At the same time, the programmer reading through other parts of the program has an immediate cue as to the meaning of a given datum that originated as a command line argument when it is used within other code because of the descriptive hash-and-key names:

inventory_table = InventoryTracker.new(datafile)

if command[:name].downcase.eql? 'delete'





By contrast, the following could be disastrous for quick and easy comprehension of what our code is doing:

i = InventoryTracker.new(f)

if c[:n].downcase.eql? 'delete'

i[ c[:t] ].delete_entry c[:a]


In this case, compressing things into fewer lines of code provides greater brevity only at the cost of any contextual cues about the meaning and purpose of the variables, resulting in what looks more like line noise than actually useful notation. On top of that, we must take into account the difficulty of finding the appropriate variable when doing a text search for something like f or — worse yet, because variable assignment may not actually contain this specific group of characters — c[:t]. Instead, assignment may look more like this:

c = {

:n => ARGV.shift,

:t => ARGV.shift,

:a => ARGV.shift


Another bad approach would be to simply use ARGV indices:

if ARGV[0].downcase.eql? 'delete'

i[ ARGV[1] ].delete_entry ARGV[2]


Now, we have to remember the order in which we have specified users should enter their command line arguments every time we have to make use of one of those arguments in our code. By taking the first approach described here for managing command line arguments, creating a command hash at the beginning of the file with descriptive names, we keep all our non-descriptive variable names together within the context of early organization of the way we handle data in the program, and use more descriptive terms in later code to give the code a self-documenting quality.

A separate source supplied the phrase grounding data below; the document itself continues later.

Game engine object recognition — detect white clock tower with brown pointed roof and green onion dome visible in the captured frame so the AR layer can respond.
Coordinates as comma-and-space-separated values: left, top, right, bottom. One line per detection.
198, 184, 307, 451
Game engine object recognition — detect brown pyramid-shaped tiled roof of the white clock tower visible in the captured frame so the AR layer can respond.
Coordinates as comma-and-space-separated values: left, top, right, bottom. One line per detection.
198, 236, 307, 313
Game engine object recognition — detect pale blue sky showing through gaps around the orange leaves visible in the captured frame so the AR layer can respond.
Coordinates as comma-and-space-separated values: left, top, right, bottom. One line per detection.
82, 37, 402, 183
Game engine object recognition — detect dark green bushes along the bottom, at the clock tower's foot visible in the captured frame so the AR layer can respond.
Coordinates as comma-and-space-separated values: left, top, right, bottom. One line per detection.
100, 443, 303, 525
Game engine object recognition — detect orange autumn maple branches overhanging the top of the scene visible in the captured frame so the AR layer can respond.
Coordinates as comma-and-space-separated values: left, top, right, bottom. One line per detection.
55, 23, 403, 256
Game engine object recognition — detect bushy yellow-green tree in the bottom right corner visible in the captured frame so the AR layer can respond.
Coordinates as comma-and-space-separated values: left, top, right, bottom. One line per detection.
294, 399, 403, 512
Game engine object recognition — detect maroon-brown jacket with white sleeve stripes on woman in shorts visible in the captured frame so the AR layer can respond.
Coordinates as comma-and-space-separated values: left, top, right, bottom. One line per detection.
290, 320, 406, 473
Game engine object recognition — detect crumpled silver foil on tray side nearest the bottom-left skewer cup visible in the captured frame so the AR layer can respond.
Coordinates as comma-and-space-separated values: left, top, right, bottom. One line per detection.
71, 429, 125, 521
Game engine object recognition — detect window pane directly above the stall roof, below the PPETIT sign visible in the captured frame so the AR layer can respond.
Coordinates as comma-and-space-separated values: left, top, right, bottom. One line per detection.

The term “cargo cult programming” was coined to describe cases where people employ what they believe to be “best practices” and to copy code in full or at least in form, without understanding the reasons for the practices or how the code they copy works. Taking an approach like this results in abuse of descriptive verbosity in variable naming, turning a practice intended to clarify code into yet another way to obscure its meaning from the programmer who has to read it later.

Ultimately, the correct answer to questions like “How should I name my variables?” is “It depends.” When using a rule of thumb, think critically about it to determine whether you are using the rule correctly.